The past nine months have seen an unprecedented turnaround in European crude exports as European refiners move away from Russian crude. BRS Tanker examined whether there could be more moves and whether Europe´s oil import infrastructure could come under pressure and how this could affect tanker markets.
As December 5 approaches, European refiners, except for those in Bulgaria, will have to stop their imports of Russian crude by sea, which means they will have to look elsewhere for barrels. Data suggests this is already underway, as Russian seaborne imports to Europe fell by around 300 kb/d (18%) in September and preliminary data suggests that so far in October they have recorded another #####of 300 kb/d.
In the face of falling Russian imports, preliminary ship tracking data also suggests that European imports of crude oil and condensate by sea reached a year-to-date high in September, with non-Russian flows increasing. .
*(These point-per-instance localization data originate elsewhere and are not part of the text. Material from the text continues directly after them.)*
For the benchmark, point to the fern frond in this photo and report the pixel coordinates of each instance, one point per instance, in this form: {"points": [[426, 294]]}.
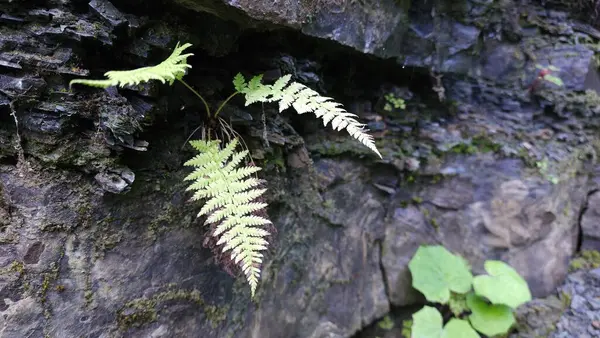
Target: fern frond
{"points": [[304, 100], [171, 69], [231, 202]]}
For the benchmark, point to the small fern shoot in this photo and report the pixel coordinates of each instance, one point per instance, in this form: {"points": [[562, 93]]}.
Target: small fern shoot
{"points": [[171, 69], [304, 100], [230, 194]]}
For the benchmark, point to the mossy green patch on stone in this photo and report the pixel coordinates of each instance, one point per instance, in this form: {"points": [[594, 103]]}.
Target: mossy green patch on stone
{"points": [[141, 311]]}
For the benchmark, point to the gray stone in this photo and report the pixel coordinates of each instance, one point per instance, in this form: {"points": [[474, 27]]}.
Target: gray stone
{"points": [[590, 223]]}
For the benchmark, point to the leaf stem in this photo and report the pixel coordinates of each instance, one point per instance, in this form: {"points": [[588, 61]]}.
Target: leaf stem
{"points": [[225, 102], [197, 94]]}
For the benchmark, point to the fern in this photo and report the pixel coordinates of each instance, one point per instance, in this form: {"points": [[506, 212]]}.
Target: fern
{"points": [[232, 196], [304, 100], [231, 193], [173, 68]]}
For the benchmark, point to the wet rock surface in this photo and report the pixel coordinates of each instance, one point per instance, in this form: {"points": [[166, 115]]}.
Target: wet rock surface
{"points": [[484, 158], [582, 317]]}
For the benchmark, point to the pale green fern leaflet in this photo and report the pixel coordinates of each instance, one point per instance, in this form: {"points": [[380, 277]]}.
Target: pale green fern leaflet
{"points": [[230, 194], [304, 100], [173, 68]]}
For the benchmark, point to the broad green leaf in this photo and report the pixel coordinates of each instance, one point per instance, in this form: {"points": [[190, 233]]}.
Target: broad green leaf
{"points": [[239, 83], [503, 285], [427, 323], [458, 328], [436, 271], [554, 79], [457, 303], [489, 319]]}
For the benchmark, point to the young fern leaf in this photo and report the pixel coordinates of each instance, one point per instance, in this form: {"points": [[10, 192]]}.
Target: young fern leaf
{"points": [[171, 69], [304, 100], [231, 192]]}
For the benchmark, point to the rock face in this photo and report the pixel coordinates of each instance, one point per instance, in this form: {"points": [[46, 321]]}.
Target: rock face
{"points": [[97, 238]]}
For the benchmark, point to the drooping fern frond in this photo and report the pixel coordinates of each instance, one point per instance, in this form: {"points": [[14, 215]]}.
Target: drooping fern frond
{"points": [[171, 69], [304, 100], [231, 202]]}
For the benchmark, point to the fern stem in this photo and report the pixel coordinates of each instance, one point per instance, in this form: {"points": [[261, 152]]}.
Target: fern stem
{"points": [[197, 94], [225, 102]]}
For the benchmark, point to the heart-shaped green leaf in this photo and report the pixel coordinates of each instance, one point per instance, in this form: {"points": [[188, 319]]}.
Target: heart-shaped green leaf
{"points": [[427, 323], [436, 271], [503, 285], [458, 328], [489, 319]]}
BRS Tanker expects European refiners to pay increasing attention to barrels from the Middle East and West Africa, and preliminary data suggests this is underway. However, imports from North and West Africa and the United States increased in September. Interestingly, these incremental imports have not been Ural-like sour casks (the top Russian quality that Europe imports), but rather light sweet, or medium sweet. In fact, imports of sour crude from the Middle East fell in September, but as December 5 approaches, the consultancy reiterates its forecast that they will start to increase.
Storm in glass of water?
BRS Tanker anticipates that most refiners in Europe should be able to weather the storm of having to substitute Russian barrels for alternatives. In fact, the Central and Eastern European oil supply infrastructure is to import crude through ports in the ARA (Amsterdam-Rotterdam-Antwerp) region, the Mediterranean and the Adriatic, to landlocked plants. Taking this into account and the fact that only Germany is currently expected to avoid barrels coming from Russian pipelines, only the Schwedt and Leuna plants should face potential difficulties.
In total, and assuming that a solution is found for the ISAB plant (in Italy and which only processes Russian barrels), it is suggested that the demand for tonne-miles of crude in Europe has the potential to increase further as December 5 is coming up.